Free books needn't mean crap books, just download out-of-copyright stuff. The 19th century produced nearly all the books that are set works nowadays. In the last few years I've read many classics that I'd missed previously, including
Tolstoy: War and Peace, Anna Karenina
Dostoyevsky: The Idiot, The Brothers Karamazov, The Gambler, Crime and Punishment
Brontes: All the books by all the sisters, had only read half of them before.
Samuel Butler: The Way of All Flesh. Erewhon, Erewhon Revisited.
Joseph Conrad: The Heart of Darkness, currently reading "Under Western Eyes."
Edith Wharton: The House of Mirth
Somerset Maugham: Of Human Bondage
David Lindsay: A Voyage to Arcturus (1920's Science Fiction by a first world war veteran.)
That's just the ones I remember off the top of my head.
Now that I think about it, I'm lying about Tolstoy, I read that in paperback, the free editions wouldn't have footnotes translating the French the characters speak to each other, I have no French so would have been lost without footnotes, which my free editions don't have.

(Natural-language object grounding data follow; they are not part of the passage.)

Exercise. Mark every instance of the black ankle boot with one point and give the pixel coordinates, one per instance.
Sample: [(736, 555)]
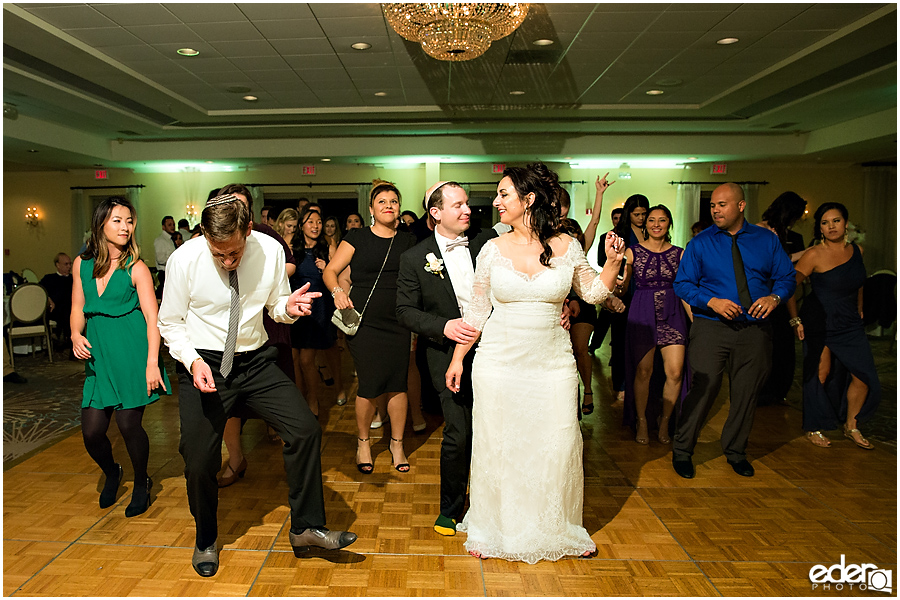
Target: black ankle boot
[(108, 495), (140, 499)]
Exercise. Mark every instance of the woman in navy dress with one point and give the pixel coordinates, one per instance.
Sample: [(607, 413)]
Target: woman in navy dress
[(840, 383)]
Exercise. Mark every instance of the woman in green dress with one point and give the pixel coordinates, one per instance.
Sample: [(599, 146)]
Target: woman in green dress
[(114, 329)]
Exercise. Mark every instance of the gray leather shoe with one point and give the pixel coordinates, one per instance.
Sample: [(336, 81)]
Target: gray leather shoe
[(321, 537), (206, 562)]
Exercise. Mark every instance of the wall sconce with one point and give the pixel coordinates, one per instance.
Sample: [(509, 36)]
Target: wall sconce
[(32, 216)]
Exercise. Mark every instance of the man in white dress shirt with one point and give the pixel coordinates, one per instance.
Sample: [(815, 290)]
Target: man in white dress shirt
[(211, 319), (431, 299)]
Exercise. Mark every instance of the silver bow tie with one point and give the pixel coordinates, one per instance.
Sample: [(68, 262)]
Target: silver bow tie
[(464, 241)]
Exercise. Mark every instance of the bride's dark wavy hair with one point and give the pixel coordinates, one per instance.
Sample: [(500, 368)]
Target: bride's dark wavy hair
[(543, 213)]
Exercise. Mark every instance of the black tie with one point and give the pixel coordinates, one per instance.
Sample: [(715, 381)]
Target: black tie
[(739, 274)]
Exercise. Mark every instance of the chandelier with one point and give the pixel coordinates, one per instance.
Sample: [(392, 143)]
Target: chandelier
[(455, 31)]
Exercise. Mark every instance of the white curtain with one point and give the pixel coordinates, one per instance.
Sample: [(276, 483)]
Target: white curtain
[(752, 212), (362, 197), (879, 218), (686, 213), (80, 221), (133, 195)]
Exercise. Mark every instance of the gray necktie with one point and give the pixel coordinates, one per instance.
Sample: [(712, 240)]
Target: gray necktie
[(234, 318)]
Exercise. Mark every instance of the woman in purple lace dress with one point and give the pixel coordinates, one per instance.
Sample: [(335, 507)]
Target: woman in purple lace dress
[(656, 319)]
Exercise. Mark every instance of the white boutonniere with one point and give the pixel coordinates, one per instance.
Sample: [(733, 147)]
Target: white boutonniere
[(433, 264)]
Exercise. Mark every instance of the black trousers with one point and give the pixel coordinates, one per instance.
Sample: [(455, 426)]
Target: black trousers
[(713, 347), (256, 382)]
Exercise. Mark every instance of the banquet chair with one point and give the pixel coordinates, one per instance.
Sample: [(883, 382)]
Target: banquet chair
[(30, 276), (28, 317)]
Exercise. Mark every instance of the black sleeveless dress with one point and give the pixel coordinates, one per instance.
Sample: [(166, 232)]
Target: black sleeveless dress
[(380, 347), (831, 318)]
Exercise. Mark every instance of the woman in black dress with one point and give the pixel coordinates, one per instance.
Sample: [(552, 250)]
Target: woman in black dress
[(840, 383), (380, 347), (781, 215)]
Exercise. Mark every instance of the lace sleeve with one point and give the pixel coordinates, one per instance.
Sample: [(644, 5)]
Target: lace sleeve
[(480, 306), (586, 282)]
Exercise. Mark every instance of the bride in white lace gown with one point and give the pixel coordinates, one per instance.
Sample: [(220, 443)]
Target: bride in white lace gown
[(527, 481)]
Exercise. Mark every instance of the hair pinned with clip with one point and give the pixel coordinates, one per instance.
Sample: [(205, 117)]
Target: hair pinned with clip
[(222, 200)]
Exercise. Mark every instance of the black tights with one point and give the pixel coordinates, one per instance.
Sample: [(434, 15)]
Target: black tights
[(95, 423)]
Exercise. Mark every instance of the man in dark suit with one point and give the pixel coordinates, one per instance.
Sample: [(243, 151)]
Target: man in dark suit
[(434, 287)]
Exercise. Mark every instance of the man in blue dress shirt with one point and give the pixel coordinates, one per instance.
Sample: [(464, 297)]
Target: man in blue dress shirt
[(733, 275)]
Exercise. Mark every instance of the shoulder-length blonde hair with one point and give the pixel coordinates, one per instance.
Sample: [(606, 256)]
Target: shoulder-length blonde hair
[(98, 244)]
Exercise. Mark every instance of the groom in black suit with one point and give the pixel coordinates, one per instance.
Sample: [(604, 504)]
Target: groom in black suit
[(434, 287)]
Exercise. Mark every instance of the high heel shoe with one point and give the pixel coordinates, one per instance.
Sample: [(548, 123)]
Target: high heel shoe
[(859, 441), (108, 495), (642, 438), (588, 407), (402, 467), (663, 424), (139, 502), (364, 468), (226, 480)]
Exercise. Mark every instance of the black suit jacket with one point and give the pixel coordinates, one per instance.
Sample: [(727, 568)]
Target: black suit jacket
[(425, 301)]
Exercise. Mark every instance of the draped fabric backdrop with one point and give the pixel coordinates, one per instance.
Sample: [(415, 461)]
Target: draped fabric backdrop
[(752, 211), (686, 213), (879, 218), (362, 196)]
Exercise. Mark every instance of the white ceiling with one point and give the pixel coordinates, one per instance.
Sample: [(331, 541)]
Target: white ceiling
[(111, 72)]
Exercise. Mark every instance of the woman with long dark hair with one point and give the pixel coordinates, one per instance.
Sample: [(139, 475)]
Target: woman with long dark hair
[(114, 329), (313, 332), (656, 320), (527, 478), (840, 382), (380, 347), (781, 215)]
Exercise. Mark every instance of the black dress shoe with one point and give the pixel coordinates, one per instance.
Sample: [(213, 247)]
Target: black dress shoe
[(321, 537), (206, 562), (742, 468), (684, 467)]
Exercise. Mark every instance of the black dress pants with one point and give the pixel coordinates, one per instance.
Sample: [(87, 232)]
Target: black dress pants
[(256, 382), (713, 346)]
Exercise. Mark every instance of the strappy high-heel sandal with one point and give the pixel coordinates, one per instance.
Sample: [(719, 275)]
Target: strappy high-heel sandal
[(402, 467), (364, 468), (645, 438), (859, 441)]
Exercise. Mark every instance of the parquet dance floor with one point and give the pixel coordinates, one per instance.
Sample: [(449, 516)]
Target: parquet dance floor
[(656, 534)]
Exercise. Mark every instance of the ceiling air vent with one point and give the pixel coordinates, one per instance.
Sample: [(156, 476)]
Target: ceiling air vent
[(532, 57)]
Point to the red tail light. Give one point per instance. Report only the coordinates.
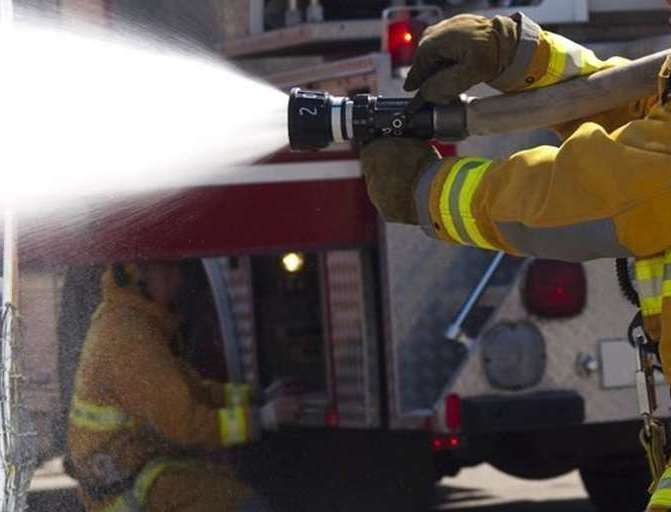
(453, 412)
(402, 40)
(555, 289)
(441, 443)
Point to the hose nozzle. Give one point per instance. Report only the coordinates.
(317, 119)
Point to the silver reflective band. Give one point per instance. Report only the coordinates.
(349, 119)
(336, 119)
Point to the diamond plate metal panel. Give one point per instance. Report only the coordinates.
(239, 279)
(353, 339)
(606, 316)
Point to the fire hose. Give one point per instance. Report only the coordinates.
(317, 118)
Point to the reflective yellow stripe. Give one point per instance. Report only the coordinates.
(649, 274)
(456, 201)
(649, 268)
(234, 425)
(444, 205)
(662, 495)
(557, 62)
(568, 60)
(143, 483)
(651, 306)
(100, 418)
(238, 394)
(466, 205)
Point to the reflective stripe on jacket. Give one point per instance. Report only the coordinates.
(135, 401)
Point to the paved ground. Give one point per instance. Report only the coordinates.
(480, 489)
(484, 489)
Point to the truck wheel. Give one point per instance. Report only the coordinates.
(621, 488)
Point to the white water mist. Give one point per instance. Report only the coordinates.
(88, 113)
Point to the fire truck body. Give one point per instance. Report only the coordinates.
(363, 323)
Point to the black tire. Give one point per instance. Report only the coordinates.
(617, 487)
(532, 470)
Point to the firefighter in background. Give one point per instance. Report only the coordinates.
(139, 414)
(606, 192)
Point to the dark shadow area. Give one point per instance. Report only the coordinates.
(534, 506)
(56, 500)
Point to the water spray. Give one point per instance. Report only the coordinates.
(317, 119)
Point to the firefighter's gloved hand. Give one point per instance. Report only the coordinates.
(459, 53)
(392, 167)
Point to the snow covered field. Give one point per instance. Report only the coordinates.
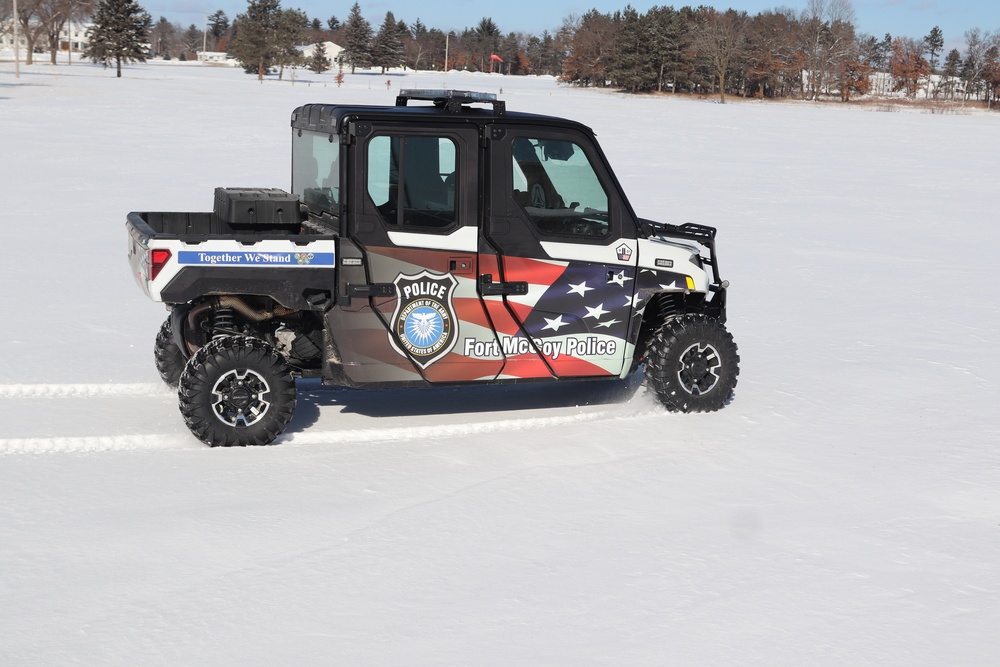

I actually had read Heart of Darkness more than once before, but a few days ago DD was fiddling with reader and managed to leave it open in that, I read from there and then re-read the whole book and it a completely different experience from the previous times I read it, I think this is the first time I've managed to slow down and really take in the deliberately dense writing. Someone needs to make a impressionistic over-the-top film to really try and capture it. ("Apocalypse Now" was over-the-top but realistic.)
I have a hundred or so free classics I haven't read before queued up on my reader, lots more on the internet when those are read.